The Dancing Plague of 1518 — a city danced for weeks, then stopped
Summary
In July 1518, in the free imperial city of Strasbourg in the Holy Roman Empire, a woman recorded as Frau Troffea stepped into a street and began to dance, and could not stop. Within a week some thirty others had joined her; over the following weeks the compulsion drew in as many as 400 townspeople, who danced for days on end, many past the point of exhaustion. Contemporary and near-contemporary chroniclers reported that some collapsed and that a number died from the strain — figures the documents do not let us pin down with confidence. The episode swelled through July and August and then faded of its own accord by early September, ending about as mysteriously as it had begun.
The outcome is not a mystery, even if the cause is debated. No supernatural curse seized Strasbourg, and the modern consensus, argued most fully by the historian John Waller, is that the dancing plague was an episode of mass psychogenic illness — a physical contagion of behavior with a psychological origin, spreading by suggestion through a population already pushed to the edge. The city in 1518 had endured successive famines, harvest failures, and disease; into that misery ran a regional belief that Saint Vitus could afflict sinners with an uncontrollable dance. The dancers were not faking and were not, in any ordinary sense, choosing; under extreme stress and shared expectation, their distress took the culturally available shape of compulsive dancing, and the sight of one dancer made the next more likely.

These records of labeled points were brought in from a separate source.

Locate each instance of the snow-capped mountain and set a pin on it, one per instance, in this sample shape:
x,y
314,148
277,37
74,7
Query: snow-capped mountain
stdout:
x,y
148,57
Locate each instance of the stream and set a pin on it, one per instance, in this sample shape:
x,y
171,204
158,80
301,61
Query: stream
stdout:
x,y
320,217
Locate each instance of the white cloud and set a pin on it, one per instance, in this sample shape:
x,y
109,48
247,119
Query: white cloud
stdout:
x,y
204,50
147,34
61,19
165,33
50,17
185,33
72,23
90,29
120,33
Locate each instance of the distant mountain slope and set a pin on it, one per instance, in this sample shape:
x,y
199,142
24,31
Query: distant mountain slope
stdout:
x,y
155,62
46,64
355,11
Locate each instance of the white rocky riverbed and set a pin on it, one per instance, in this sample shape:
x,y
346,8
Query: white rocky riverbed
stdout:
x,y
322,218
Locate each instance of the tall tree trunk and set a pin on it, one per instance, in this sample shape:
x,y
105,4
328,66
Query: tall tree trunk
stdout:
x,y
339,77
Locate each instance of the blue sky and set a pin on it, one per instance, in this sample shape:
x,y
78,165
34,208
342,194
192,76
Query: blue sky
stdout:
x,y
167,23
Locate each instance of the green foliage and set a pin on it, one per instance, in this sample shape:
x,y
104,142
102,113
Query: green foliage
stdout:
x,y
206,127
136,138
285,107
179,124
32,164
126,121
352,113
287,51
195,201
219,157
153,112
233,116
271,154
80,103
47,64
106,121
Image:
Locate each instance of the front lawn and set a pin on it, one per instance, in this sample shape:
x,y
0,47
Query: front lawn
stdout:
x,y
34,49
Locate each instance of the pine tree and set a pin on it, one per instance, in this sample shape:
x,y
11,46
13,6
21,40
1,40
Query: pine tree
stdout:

This dossier treats the Dancing Plague as a closed case with a documented ending — not a ghoulish curiosity but an early, unusually well-attested instance of how a community under strain can fall into a shared, involuntary affliction. The mechanism is the point. The authorities, reasoning from the medicine of their day, made the outbreak worse before they made it better: judging the dancers victims of "hot blood" that had to be danced out, they supplied halls, musicians, and professional dancers to keep them moving. Only when that failed, and the afflicted were marched to a shrine to be cured by ritual, did the contagion subside — by which time the panic had run its natural course.
Timeline
A city primed for affliction
The dancing plague did not strike a contented town; it struck one that had been worn down. Early-sixteenth-century Strasbourg, like much of the upper Rhine, had passed through cycles of failed harvests, hunger, and epidemic disease, and the burden of that suffering fell hardest on the poor who would make up most of the dancers. Bodies were weakened and nerves were frayed, and a population in chronic distress is, in the language of modern psychology, highly suggestible — its anxiety looking for a form to take.
The form was already supplied by the culture. The people of the region knew Saint Vitus as a saint who could, if angered, visit a compulsive, punishing dance upon sinners, and shrines associated with him stood within reach of the city. This was not a vague superstition but a concrete, shared expectation: distress could express itself as uncontrollable dancing, and such dancing was a sign of divine displeasure. When Frau Troffea began to move and could not stop, she was not inventing a behavior; she was enacting one that everyone around her already understood, which is exactly what made it transmissible. The first dancer turned a private collapse into a public template.
How the dancing spread — and how the cure deepened it
What turned one afflicted woman into a crowd of hundreds was the same machinery that drives other mass psychogenic episodes: visible distress, shared belief, and social proof. Each new dancer was a demonstration to anxious onlookers that the affliction was real and that it could take them too, and in a tight medieval city the spectacle was inescapable. Within a week dozens had joined; within weeks the number reportedly reached 400. The dancers showed every sign of genuine, involuntary affliction — thrashing limbs, vacant faces, swollen and bleeding feet — and some danced until they dropped.
The authorities' response, rational by the standards of their medicine, made the contagion worse. Strasbourg's physicians dismissed both an astrological cause and demonic possession and settled on "hot blood" — an overheating of the body that, by the humoral theory of the age, had to be released by letting the dancing run its course. Acting on that diagnosis, the city did not isolate the afflicted but encouraged them: it opened guildhalls, erected a stage, and hired musicians and able-bodied dancers to keep the sufferers in motion until the bad blood was spent. The effect was the opposite of a cure. Public, sanctioned, musically accompanied dancing advertised the affliction and pulled in more people, so that the remedy became a recruiter. The toll rose with it; chroniclers describe dancers dying of strokes, heart failure, or exhaustion, though the surviving records do not permit a firm number.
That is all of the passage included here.